Yannis Karmim - PhD Student

News

  • (29/09/2024): Looking for a postdoc position for september 2025 on machine learning on graphs.
  • (26/09/2024): Our paper on dynamic graph transformer is accepted at NeurIPS2024!

  • (13/09/2024): Presentation of our work on the temporal receptive field at the ECML2024 conference in Vilnius.
  • (15/07/2024): Our work on temporal receptive field is accepted at ECML2024 Machine Learning on Graphs Workshop !
  • (01/07/2024): Our work on improving GNN for top-k recommandation is accepted at TMLR (Transaction in Machine Learning Research) !

Phd Abstract

In many situations, graphs represent data that are intrinsically dynamic (communications between people, financial exchanges, etc.).

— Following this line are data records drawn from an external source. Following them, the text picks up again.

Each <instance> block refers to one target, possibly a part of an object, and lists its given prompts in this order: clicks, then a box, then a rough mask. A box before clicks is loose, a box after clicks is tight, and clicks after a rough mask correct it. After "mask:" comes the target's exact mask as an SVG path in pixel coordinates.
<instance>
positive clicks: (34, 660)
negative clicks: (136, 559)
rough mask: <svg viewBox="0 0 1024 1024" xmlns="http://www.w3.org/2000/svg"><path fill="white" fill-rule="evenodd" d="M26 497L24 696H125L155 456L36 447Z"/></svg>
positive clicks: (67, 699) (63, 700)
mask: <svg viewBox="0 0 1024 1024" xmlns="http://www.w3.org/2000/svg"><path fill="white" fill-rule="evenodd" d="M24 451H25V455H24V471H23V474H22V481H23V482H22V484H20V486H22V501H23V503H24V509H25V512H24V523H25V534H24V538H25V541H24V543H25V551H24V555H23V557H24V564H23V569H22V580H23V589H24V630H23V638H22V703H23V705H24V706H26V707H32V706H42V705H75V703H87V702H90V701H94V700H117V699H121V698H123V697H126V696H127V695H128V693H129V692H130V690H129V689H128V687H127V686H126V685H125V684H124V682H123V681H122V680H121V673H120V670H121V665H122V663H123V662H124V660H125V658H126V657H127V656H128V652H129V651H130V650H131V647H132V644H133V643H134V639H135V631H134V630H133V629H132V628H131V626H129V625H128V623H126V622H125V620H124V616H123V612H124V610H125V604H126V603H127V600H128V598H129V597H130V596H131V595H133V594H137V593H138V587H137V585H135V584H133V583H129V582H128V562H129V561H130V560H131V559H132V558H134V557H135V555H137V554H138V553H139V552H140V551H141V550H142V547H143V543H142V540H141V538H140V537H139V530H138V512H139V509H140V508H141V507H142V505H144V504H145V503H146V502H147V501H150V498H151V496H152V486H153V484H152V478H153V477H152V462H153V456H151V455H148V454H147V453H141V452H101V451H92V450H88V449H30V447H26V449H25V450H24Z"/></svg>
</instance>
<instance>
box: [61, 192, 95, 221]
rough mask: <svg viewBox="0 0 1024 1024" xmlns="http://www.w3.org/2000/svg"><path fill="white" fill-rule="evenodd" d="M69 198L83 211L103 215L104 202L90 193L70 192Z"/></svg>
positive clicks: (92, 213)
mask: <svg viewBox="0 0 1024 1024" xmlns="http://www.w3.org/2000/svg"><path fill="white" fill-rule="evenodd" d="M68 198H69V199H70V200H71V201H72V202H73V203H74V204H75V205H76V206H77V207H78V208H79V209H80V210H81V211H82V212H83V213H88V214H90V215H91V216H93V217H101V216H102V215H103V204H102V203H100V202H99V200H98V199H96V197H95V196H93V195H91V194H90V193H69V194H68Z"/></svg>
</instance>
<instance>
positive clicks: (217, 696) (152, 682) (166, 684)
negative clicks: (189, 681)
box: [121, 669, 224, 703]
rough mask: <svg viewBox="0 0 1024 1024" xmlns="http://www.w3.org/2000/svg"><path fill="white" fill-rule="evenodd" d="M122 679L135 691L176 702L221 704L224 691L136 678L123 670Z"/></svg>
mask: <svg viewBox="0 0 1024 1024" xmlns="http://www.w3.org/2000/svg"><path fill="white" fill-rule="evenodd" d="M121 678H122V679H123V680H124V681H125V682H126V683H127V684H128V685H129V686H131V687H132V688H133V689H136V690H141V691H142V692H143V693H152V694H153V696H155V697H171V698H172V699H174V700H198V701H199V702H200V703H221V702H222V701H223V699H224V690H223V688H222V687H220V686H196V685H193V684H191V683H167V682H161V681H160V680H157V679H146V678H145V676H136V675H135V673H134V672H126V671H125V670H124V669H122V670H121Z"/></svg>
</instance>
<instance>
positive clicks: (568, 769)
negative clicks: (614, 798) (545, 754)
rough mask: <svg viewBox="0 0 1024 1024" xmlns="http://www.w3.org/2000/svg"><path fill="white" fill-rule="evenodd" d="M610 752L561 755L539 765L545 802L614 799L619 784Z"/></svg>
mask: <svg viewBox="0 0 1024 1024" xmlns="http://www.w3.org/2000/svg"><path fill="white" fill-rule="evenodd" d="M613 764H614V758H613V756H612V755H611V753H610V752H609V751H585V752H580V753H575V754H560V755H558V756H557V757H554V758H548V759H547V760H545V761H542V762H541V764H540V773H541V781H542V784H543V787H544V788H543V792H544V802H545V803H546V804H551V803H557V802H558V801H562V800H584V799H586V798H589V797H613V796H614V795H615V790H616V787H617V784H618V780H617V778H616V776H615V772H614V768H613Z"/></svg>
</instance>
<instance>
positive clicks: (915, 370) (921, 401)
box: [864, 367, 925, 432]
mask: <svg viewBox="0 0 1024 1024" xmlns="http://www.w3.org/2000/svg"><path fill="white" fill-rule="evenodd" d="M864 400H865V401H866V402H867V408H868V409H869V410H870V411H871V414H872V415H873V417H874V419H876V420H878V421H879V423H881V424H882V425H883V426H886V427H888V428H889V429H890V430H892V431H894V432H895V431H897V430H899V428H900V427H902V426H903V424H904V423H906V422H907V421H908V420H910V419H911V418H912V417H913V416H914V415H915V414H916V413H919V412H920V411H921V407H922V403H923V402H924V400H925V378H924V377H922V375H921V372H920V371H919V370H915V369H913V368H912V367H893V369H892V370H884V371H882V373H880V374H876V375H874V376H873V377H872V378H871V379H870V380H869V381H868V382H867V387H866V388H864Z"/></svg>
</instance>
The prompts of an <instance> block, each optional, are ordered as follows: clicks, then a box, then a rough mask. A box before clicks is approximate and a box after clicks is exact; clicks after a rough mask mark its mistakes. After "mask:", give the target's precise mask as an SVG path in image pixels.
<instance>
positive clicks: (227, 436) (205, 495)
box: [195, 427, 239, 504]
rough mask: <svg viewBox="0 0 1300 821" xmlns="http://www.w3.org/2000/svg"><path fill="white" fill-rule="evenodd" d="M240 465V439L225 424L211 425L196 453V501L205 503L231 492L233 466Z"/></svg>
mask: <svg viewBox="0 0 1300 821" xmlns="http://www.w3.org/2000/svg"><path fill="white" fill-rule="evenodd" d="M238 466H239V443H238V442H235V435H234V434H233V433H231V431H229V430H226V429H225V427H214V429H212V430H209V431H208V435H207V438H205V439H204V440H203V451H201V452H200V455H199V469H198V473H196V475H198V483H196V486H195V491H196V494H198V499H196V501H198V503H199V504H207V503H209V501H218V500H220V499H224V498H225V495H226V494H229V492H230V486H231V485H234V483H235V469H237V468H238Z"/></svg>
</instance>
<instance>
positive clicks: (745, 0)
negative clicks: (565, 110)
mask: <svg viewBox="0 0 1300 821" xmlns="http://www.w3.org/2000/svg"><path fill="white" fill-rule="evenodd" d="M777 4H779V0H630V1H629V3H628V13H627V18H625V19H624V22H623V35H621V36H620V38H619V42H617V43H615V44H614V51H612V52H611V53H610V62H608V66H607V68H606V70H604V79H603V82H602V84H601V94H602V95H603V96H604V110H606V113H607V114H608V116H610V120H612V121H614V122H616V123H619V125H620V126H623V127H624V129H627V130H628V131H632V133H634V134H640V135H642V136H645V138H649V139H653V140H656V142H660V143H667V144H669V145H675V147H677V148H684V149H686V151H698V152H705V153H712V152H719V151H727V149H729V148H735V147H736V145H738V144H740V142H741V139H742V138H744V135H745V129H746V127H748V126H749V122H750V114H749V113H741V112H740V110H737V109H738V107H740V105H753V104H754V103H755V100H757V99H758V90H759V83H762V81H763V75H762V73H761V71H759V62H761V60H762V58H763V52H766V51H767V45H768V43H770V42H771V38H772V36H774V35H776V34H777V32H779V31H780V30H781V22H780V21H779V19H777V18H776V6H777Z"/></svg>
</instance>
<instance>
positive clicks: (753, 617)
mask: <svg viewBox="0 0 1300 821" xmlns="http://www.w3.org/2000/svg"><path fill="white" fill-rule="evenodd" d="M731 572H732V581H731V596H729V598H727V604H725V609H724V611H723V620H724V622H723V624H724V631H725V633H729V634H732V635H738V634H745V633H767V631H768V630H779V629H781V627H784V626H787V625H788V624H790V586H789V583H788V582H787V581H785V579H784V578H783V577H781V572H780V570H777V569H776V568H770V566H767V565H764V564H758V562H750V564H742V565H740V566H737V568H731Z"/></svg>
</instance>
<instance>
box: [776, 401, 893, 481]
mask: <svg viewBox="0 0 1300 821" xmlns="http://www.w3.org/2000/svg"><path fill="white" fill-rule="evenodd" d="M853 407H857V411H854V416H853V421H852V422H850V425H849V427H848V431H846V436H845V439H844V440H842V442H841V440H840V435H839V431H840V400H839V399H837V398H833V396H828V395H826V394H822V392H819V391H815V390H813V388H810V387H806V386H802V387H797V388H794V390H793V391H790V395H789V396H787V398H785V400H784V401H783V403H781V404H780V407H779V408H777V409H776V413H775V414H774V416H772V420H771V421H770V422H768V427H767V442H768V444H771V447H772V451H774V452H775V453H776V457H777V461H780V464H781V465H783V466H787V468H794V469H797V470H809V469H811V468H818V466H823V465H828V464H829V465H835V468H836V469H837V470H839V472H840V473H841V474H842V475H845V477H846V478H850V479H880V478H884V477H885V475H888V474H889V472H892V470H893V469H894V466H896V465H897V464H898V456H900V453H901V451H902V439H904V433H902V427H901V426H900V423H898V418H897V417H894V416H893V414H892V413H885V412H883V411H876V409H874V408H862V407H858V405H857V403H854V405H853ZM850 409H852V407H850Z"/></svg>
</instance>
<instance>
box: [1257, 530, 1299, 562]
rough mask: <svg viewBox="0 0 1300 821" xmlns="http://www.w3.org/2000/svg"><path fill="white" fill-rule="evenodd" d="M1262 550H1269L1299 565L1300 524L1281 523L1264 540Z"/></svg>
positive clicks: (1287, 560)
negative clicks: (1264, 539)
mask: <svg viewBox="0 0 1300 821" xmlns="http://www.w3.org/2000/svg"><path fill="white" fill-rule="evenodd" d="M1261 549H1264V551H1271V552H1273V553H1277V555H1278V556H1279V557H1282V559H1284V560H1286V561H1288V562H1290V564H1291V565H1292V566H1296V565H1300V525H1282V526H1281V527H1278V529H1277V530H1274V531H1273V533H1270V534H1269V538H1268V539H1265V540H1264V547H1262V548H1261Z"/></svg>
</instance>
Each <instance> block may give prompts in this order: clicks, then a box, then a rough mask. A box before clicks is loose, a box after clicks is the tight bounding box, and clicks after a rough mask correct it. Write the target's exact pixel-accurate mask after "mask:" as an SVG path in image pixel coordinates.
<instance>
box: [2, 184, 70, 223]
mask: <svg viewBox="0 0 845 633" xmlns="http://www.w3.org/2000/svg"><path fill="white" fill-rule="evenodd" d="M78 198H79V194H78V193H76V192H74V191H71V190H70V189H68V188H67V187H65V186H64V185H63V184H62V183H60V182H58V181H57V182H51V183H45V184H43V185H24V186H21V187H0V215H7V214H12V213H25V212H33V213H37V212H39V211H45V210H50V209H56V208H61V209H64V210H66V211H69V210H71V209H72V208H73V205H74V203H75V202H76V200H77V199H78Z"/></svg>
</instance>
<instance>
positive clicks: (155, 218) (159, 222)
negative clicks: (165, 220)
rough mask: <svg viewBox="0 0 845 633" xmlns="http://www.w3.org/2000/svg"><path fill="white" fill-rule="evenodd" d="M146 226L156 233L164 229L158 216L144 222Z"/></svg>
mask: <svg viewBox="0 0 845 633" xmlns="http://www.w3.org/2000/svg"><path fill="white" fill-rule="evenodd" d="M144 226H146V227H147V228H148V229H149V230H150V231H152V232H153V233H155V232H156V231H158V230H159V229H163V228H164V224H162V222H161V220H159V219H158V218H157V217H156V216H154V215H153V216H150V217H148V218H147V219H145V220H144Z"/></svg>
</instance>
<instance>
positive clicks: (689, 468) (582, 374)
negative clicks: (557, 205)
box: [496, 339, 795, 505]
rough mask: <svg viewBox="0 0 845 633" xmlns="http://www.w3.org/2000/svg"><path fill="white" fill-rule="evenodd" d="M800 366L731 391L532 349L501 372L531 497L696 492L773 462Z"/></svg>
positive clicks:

However, due to a lack of consensus on modeling, static graphs are often used, aggregating more or less important periods of time and thus destroying information. Graph Neural Networks have also been designed from static graphs (possibly series of snapshots). And it is only recently that models have emerged to take into account a continuous time and have proposed applications. Several questions are therefore open, in order to move towards better GNN models able to integrate the temporal dimension of data, to efficiently combine spatial and temporal diffusion of information. The transition to large scale, the explicability of the models, as well as a standardization of the evaluation are also issues for the coming years in the field.